What you should see when you add guardrails

  • Illegal-move rate plummets; with reasons returned on illegals, repeat-illegal attempts go to ~0.

  • A simple state-consistency error (model’s echoed board vs truth) becomes a leading indicator of blunders 1–2 plies later.

  • Dual-input (JSON + image) catches rare desyncs that text alone misses.

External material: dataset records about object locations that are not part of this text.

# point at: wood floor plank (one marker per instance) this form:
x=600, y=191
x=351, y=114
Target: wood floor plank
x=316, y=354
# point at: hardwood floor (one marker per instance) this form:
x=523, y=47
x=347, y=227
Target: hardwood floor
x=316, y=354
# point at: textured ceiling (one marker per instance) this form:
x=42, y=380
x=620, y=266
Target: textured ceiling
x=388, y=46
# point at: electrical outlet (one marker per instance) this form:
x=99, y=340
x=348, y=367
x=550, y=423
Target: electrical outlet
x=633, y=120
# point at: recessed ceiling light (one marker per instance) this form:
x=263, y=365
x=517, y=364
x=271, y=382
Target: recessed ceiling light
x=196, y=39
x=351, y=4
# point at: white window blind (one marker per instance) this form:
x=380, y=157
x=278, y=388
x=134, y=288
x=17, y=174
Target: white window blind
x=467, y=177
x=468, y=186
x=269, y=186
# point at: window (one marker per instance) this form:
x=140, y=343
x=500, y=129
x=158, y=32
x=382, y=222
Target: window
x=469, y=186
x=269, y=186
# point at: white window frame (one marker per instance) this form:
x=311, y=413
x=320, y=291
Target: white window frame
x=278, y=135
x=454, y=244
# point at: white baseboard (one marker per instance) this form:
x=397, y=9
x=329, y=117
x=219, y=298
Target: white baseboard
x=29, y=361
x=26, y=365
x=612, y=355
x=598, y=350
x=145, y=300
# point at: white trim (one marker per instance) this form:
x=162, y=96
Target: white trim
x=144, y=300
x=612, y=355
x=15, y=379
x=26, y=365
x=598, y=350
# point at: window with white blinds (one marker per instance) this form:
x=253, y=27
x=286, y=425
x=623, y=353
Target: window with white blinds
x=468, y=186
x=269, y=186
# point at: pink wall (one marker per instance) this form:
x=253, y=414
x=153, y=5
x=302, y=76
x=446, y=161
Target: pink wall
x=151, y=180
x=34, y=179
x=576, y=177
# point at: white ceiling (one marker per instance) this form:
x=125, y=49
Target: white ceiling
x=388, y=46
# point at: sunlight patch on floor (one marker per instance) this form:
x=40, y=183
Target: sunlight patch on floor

  • Midgame accuracy stabilizes even with verbose reasoning.

Beyond chess

This isn’t just a chess story. Any symbolic, stateful task (workflow automation, multi-step tool use, code refactors) will show the same pathology: state drift + instruction decay + shallow priors → confident nonsense. The cure is the same: pin the state, validate actions, ground with sensors.

If you want to reproduce (or publish)

  • Log (a) the canonical state you fed, (b) the model’s echoed state, (c) the attempted move, and (d) the legality verdict.

  • Start with three ablations over ~20–50 games each:

    • Text-only vs Canonical State vs + Legality Guard (illegal-move rate & time-to-first-collapse).

    • Pinned rules on/off (repeat-illegal count).

    • Dual-input on/off (state-consistency errors caught).

You don’t need a super-engine to see the effect. The guardrails are the win.

One-sentence takeaway

LLMs didn’t fail because “AI can’t play chess.” They failed because we asked a next-token predictor to do strict, stateful reasoning without giving it a state—and without checking its work.